De plus, le BAFD seul sera insuffisant pour les CLSH accueillant plus de 80 mineurs pendant plus de 80 jours. Il faudra être titulaire d’un diplôme figurant au répertoire national des certifications professionnelles .

Dans les centres de vacances de plus de 100 enfants :
obligation d'un adjoint au directeur par tranche de 50 enfants

La déclaration

L’ensemble des accueils, que ce soit en centre de vacances, en centre de loisirs sans hébergement ou en placement de vacances relève désormais d’un régime de déclaration harmonisé.

Principes :
dépôt de la déclaration par l’organisateur au moins deux mois avant le début de l’accueil auprès de la direction départementale de la jeunesse et des sports du lieu du siège social ; la périodicité de la déclaration pour les centres de loisirs est celle de l’année scolaire,
délivrance d’un récépissé par la direction départementale de la jeunesse et des sports , récépissé valant autorisation d’organisation de l’accueil.
pour les centres de vacances et les centres de loisirs, transmission par les organisateurs d’un complément d’information au plus tard 8 jours avant le début du séjour (pour les centres de vacances) ou des périodes d’accueil (pour les centres de loisirs) . Ce document remplace la fiche de séjour

Modification des taux d'encadrement

Centres de vacances et Centres de loisirs : 1 animateur pour 8 enfants de moins de 6 ans, 1 animateur pour 12 enfants à partir de 6 ans. (harmonisation)
Accueil périscolaire : 1 animateur pour 10 enfants de moins de 6 ans, 1 animateur pour 14 enfants à partir de 6 ans

Au moins 50% des animateurs doivent :
Soit être titulaires du BAFA. Attention : les stagiaires ne comptent plus comme équivalent aux diplômés
Soit être titulaires d’un titre ou diplôme admis en équivalence du BAFA : brevet d’Etat d’éducateur sportif (BEES) 1er degré ;
brevet professionnel de la jeunesse, de l’éducation populaire et du sport (BPJEPS) ;
brevet d’Etat d’animateur technicien de l’éducation populaire et de la jeunesse (BEATEP) ;
brevet d’aptitude professionnelle d’assistant animateur technicien (BAPAAT), option loisirs du jeune et de l’enfant ;
certificat de qualification professionnelle 1er degré de l’animation ;
diplôme universitaire de technologie (DUT), spécialité carrières sociales ;
certificat d’aptitude aux fonctions de moniteur-éducateur (CAFME) ;
moniteur interarmées d’entraînement physique et sportif
certificat d’aptitude professionnelle (CAP) petite enfance
diplôme d’études universitaires générales (DEUG) STAPS.
20% des animateurs au maximum peuvent être sans qualification.

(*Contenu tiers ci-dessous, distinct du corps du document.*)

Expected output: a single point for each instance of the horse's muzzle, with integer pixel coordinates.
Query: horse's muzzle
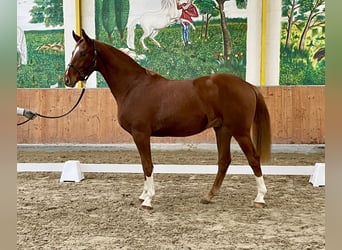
(67, 81)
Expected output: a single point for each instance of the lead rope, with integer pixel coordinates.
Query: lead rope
(58, 116)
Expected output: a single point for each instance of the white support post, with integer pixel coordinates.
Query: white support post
(88, 23)
(273, 28)
(253, 46)
(271, 49)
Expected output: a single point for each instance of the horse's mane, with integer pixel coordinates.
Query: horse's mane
(168, 5)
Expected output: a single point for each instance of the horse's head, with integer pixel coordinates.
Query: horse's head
(83, 60)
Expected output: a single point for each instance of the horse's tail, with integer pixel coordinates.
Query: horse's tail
(262, 129)
(131, 33)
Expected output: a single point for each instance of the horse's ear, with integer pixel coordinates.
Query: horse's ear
(85, 36)
(75, 36)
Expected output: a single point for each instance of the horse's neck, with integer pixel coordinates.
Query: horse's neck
(118, 69)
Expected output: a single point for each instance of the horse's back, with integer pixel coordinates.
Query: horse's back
(229, 98)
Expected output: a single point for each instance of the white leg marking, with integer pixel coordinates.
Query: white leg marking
(261, 189)
(144, 193)
(149, 192)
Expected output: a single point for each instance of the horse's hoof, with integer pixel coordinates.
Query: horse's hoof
(259, 205)
(147, 207)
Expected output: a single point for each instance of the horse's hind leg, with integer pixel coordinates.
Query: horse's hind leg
(223, 138)
(247, 147)
(142, 142)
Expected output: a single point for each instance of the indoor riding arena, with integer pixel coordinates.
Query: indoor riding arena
(125, 133)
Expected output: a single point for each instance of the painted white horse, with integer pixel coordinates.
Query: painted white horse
(153, 21)
(21, 47)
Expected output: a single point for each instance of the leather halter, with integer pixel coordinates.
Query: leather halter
(83, 75)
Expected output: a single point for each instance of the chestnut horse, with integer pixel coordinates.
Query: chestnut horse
(151, 105)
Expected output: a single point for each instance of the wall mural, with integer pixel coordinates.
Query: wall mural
(40, 35)
(192, 39)
(302, 50)
(177, 39)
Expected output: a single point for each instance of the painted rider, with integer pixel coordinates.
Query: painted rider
(188, 12)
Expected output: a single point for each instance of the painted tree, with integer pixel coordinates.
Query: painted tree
(207, 9)
(313, 14)
(121, 15)
(290, 10)
(108, 17)
(49, 12)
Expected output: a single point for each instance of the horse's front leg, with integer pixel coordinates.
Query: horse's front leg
(142, 141)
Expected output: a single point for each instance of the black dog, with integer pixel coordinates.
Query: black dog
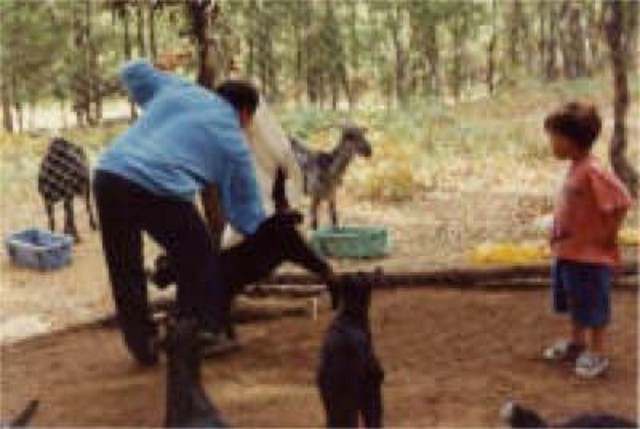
(349, 375)
(64, 173)
(276, 241)
(187, 402)
(517, 416)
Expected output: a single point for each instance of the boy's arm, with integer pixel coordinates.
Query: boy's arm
(613, 201)
(241, 196)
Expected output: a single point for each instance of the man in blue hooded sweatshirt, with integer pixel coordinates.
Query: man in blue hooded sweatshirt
(188, 138)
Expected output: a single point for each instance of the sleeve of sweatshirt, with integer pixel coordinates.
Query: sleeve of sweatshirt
(241, 195)
(142, 80)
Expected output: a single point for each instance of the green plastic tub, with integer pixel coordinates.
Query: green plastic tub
(352, 242)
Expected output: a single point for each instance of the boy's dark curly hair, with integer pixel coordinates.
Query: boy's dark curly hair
(580, 122)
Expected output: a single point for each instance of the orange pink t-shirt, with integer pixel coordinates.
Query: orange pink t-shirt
(588, 214)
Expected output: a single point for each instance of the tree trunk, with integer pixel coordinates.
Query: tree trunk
(7, 117)
(142, 47)
(5, 95)
(198, 14)
(619, 53)
(491, 50)
(153, 48)
(551, 65)
(432, 51)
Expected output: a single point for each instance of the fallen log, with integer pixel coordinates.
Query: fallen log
(459, 277)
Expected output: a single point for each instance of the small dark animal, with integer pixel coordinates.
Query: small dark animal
(64, 173)
(323, 172)
(350, 376)
(25, 416)
(517, 416)
(276, 241)
(187, 403)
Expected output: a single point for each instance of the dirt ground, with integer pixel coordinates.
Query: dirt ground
(452, 358)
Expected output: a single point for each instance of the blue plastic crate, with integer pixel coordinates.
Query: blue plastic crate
(43, 250)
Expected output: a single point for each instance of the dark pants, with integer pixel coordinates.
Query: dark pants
(126, 211)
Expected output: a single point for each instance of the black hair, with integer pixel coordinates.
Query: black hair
(240, 94)
(580, 122)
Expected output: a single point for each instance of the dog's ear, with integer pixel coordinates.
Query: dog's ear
(291, 217)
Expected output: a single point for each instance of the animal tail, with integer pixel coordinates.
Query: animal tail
(303, 157)
(278, 193)
(26, 415)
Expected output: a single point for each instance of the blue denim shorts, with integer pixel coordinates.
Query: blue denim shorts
(582, 289)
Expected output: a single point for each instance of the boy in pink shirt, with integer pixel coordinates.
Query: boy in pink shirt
(587, 217)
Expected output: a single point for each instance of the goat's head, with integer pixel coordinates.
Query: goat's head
(59, 145)
(354, 137)
(351, 293)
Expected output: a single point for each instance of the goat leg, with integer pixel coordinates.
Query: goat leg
(314, 213)
(333, 211)
(50, 214)
(69, 221)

Dans les Centres de loisirs accueillant moins de 80 mineurs pour une durée de moins de 80 jours, le directeur est prévu dans l'effectif.

Hygiène et sécurité

La fiche sanitaire de liaison
(sur le site wwww.service-public.fr – rubrique formulaire en ligne…)

Elle est remplie par le représentant légal et est fournie pour l'accueil de mineurs en centres de vacances, en centre de loisirs sans hébergement ou en placement de vacances. Le directeur s’assure de la confidentialité des informations médicales. La production d'un certificat médical pour les activités physiques à risque est obligatoire.
Si l'enfant suit un traitement médical, l'ordonnance médicale et les médicaments dans leur emballage d'origine doivent être marqués au nom de l'enfant avec la notice jointe.

Le suivi sanitaire :
Il est assuré par un des membres de l'équipe de l'encadrement, placé sous l’autorité du directeur de l’accueil. Pour les centres de vacances, cette personne doit être titulaire de l'AFPS
Les centres, sauf ceux organisant des loisirs itinérants, doivent disposer d’un lieu permettant d’isoler les malades.

Personnels
Les personnes qui participent aux accueils en centres de vacances ou
centres de loisirs doivent produire, avant leur entrée en fonction, un document attestant qu'elles ont satisfait aux obligations légales en matière de vaccination.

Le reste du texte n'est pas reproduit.